Tehran: Downtown Tehran was brought to a standstill Monday as mourners flooded the Iranian capital to pay an emotional homage to Qasem Soleimani, the ‘heroic’ general killed in a US strike.
Young and old were packed shoulder-to-shoulder in the streets, including women dressed in black-clad chadours and others wearing loose-fitting hijabs.
Soleimani, one of Iran’s most popular public figures, was killed in a US drone strike Friday near Baghdad international airport. He was 62.
Soleimani’s assassination drove up tensions between arch enemies Washington and Tehran with the latter vowing ‘severe revenge’.
“He (Soleimani) was a hero. He defeated Daesh,” said a woman in her 30s, referring to the Islamic State (IS) group. What America did is definitely a crime,” said the woman who only gave her surname as Mohammadi. “I’m here to mourn his martyrdom. There must be a response but we don’t want war. Nobody wants war.”
The state television said it was a ‘several million-strong’ turnout.
Supreme leader Ayatollah Ali Khamenei, who has vowed ‘severe revenge’ for the US attack, presided over prayers for the slain general. He appeared to cry beside the flag-draped coffins containing the remains of Soleimani and five other ‘martyrs’ killed in the strike.
The streets of the Iranian capital were so full of people that many were unable to emerge from underground metro stations, semi-official news agency ‘ISNA’ reported.

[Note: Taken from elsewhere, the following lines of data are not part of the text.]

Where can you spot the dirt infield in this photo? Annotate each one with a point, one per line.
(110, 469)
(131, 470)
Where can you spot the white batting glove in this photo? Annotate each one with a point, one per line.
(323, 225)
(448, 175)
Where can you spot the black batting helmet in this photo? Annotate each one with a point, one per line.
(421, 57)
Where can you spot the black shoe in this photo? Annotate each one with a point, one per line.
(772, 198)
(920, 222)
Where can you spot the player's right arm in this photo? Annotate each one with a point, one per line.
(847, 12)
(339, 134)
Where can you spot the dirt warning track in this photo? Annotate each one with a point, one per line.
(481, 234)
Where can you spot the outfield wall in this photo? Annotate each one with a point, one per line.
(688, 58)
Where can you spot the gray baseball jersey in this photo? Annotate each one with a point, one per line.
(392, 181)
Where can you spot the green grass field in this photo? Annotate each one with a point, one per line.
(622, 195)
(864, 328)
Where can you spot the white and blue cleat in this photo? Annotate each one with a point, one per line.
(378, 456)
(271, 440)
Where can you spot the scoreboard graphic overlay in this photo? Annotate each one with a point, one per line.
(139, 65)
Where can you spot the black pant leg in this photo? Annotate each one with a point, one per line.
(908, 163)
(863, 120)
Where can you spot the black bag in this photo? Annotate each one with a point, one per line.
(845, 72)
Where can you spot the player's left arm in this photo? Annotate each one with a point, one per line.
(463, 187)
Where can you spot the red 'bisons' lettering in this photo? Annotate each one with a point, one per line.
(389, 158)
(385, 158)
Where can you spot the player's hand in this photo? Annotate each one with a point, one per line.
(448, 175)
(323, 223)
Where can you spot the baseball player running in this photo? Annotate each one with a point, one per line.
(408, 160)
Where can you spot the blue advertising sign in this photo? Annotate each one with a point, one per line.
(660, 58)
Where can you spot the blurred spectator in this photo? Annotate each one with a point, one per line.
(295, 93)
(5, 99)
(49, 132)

“There are large crowds at metro stations but as there is also a huge crowd at the street level, it isn’t possible to evacuate passengers,” metro chief Farnoush Nobakht was quoted as saying.
The sheer number of mourners left many people stuck in sidestreets around Enghelab (Revolution) Street, the main route of a procession to a ceremony at Tehran University.
It was silent in one alley until a child who climbed a tree to see if the street ahead had opened uttered ‘Death to America’. People within earshot soon joined in and loudly chanted the same phrase.
Chants of ‘Death to infidels’, ‘Death to seditionists’ and ‘Death to al-Saud’, a reference to the Saudi ruling family were then heard.
But most of the anger was directed at Tehran’s arch-enemy Washington and US President Donald Trump.
One man said he had come to the capital with his wife and child before dawn from Karaj, a city about 40 kilometres west of the Iranian capital.
“Our message to America is we will hit you. We’ll make you pay for the blood you spilled,” said Mehdi Ghorbani. America should know they started this, but we will end it,” he added.
A group of teenagers stood in a circle holding banners, one reading: “Haj Qasem’s shoe is worth more than Trump’s head.”
Other mourners called for US forces to be driven out of the region. “We must give a crushing response,” one of the mourners said. “We must target whatever military base they have in the region. We must attack all that are in the range of our missiles,” said the 61-year-old businessman who gave his name as Afkhami.